1) pin C
2) you have a 2 bit pattern(4 states) each repeated three times in one revolution
3) not 4 bit.
Your picture (table .prg) where does this fit in?
Frank
1) pin C
2) you have a 2 bit pattern(4 states) each repeated three times in one revolution
3) not 4 bit.
Your picture (table .prg) where does this fit in?
Frank
1)Pin C is common pin tied to Ground. That's not power.
2)4 states. can this identity 12 sectored wheel? but I guess it also depend the A and B previous states right?
1. The encoder uses mechanical switches and doesn't need a power supply. It's your decision if you connect pin C to ground or a high level.

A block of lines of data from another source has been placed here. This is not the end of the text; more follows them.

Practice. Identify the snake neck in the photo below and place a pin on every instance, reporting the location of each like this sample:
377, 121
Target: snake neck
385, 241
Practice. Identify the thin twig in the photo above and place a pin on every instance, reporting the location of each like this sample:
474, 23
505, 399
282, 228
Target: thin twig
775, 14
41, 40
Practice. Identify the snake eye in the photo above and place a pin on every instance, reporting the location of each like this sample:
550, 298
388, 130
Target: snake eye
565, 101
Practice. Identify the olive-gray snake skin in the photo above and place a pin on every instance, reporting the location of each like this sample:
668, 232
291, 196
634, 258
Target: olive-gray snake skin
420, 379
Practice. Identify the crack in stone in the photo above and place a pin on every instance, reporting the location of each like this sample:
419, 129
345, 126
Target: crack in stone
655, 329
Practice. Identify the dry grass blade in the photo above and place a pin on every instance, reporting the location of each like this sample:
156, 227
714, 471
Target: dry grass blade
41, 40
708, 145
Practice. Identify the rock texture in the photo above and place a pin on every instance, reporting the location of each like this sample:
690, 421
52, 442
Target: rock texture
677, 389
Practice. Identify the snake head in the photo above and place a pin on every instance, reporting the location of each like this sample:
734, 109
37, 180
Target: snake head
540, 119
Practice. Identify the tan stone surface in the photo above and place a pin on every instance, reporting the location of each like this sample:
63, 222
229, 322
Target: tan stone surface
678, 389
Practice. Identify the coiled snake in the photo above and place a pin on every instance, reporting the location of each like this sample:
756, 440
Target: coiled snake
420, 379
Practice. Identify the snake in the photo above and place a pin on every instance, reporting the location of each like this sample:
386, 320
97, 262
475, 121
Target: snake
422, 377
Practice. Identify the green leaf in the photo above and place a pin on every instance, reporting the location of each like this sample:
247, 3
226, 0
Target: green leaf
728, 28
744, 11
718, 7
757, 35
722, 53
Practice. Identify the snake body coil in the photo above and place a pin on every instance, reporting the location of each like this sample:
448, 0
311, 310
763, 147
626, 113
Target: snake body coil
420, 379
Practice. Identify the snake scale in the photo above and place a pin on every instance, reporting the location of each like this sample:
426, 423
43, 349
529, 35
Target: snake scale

2. It's an incremental decoder, the output code is periodical with 120 degree. "12 steps" just says that 12 incremental steps make a full revolution, not that 12 positions can be identified.
The contact switches are grey codes in which only one contact will bounce at a time with 4 phases per 2 bit sector and 12 sectors per rev. each the same outputs separated by mechanical detent.
"If" you had another switch to indicate only 1 sector, you could have a 3 bit encoder and with a counter could decode 48 positions per revolution and a state machine for direction of motion and XOR 1 shot to compute velocity.
But normally these are just used for relative motion, direction and speed, not absolute position.